An unusual section titled Unheard India, at the Kolkata International Film Festival, brings remote parts of the country in focus, keeping little known dialects of India alive.
Support us to make movies in little known languages: Actor Dinesh at KIFF
Kolkata - 15 Nov 2018 14:00 IST
Updated : 16 Nov 2018 19:38 IST
Shantanu Ganguly, curator of the Unheard India section at the 24th Kolkata International Film Festival (KIFF), along with filmmakers and producers associated with some of the films being screened in the section, spoke about this unusual offering and some concerns of language, cinema and viewership.
Unheard India was started at KIFF in 2015 to showcase the works of filmmakers who make films in unknown or rarely heard languages from distant parts of the country. This year, for the first time, feature films made in Nagamese, Kurmi and Lambani are being screened at the festival.

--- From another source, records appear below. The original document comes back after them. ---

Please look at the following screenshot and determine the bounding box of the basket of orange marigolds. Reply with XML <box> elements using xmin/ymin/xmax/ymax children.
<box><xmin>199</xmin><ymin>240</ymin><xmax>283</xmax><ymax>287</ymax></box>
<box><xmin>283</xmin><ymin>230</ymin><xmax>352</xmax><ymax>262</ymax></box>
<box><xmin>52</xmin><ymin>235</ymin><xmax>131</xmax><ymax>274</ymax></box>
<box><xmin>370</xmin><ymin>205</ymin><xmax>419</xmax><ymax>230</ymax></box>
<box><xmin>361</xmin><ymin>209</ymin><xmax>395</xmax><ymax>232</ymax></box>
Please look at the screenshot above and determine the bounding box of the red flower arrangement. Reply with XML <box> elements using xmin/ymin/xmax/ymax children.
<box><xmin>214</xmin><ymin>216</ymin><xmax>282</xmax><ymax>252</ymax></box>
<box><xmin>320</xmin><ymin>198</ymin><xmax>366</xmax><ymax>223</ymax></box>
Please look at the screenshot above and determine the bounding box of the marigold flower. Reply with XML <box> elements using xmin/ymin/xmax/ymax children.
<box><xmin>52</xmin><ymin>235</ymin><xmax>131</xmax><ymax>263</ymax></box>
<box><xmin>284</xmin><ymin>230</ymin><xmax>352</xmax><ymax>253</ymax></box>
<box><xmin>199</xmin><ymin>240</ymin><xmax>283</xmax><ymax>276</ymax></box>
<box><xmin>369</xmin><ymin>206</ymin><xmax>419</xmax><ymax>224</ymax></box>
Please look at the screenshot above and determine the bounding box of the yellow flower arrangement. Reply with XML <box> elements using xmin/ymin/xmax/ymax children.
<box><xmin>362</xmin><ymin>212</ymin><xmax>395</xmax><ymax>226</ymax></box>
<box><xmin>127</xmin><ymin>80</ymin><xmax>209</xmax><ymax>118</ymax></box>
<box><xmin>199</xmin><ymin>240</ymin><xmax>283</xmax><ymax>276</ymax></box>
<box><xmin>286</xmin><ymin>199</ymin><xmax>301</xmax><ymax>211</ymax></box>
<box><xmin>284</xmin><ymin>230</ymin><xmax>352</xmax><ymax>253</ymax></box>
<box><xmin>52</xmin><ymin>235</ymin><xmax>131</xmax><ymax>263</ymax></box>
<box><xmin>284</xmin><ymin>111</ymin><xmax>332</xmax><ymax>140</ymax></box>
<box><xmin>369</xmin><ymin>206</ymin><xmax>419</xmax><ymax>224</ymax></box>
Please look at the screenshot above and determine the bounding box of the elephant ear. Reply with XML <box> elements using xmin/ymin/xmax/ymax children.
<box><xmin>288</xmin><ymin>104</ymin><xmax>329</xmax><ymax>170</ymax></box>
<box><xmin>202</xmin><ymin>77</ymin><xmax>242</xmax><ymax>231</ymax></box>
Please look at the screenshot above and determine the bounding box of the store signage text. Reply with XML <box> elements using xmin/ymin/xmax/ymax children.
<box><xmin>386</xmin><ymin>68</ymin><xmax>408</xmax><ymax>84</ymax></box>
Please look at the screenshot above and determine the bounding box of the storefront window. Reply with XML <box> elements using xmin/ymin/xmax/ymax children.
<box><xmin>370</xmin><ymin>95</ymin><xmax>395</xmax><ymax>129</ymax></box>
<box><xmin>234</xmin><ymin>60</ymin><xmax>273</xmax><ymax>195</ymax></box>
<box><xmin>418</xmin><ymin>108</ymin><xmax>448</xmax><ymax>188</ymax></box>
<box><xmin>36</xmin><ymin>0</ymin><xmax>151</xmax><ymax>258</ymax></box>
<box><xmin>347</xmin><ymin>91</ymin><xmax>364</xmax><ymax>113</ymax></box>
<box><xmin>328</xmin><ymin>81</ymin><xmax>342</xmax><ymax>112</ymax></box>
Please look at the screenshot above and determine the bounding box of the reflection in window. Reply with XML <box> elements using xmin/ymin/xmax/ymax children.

Talking passionately about the section and its significance, Ganguly said most people are unaware that these languages even exist in our country, as many of them do not even have a script. "We need to read more, we need to know more about our own society," he said.
He pointed out the lacuna in the working of the central government in not giving these languages a proper platform or supporting them. Appreciating the KIFF initiative in embracing these films, he said, "Filmmakers have so many obstacles. We are all watching films here comfortably, but we need to consider their situations before judging their films."
He highlighted the initiatives by various state governments, like those of Karnataka and Maharashtra, to support regional films and underlined the need for more governments to support such projects.
Tiakumzuk Aier, director of Nana A Tale Of Us, which is in the Nagamese language, revealed that Nagamese, a mixture of Bengali and Assamese, has no script and, as a result, the film's script was written in English. He also informed the audience that there were no cinema halls in Nagaland until three years ago, when two were opened.
Speaking about the budgetary constraints while making his film and the lack of resources he said, "My film is the first to be funded by a church! It was shot with one camera and we shot using natural light because of budget constraints. Everything was locally made and the film connected with the people when they saw it."
Nana A Tale of Us is the first Nagamese film to travel to national and international festivals.
Dinesh, actor of the Kodava-language film Kittath Preeti, spoke about the small Kodava community in picturesque Coorg in Karnataka and said every year films are being made in the Kodava language but people outside the province do not even know this.
He also spoke of Field Marshal KM Cariappa, who belonged to the Coorg region and became the first Indian commander-in-chief of the Indian army, saying, “Our contribution has been towards the defence of the country. We support India, please support us in making movies.”
Eight films are being screened in this section this year.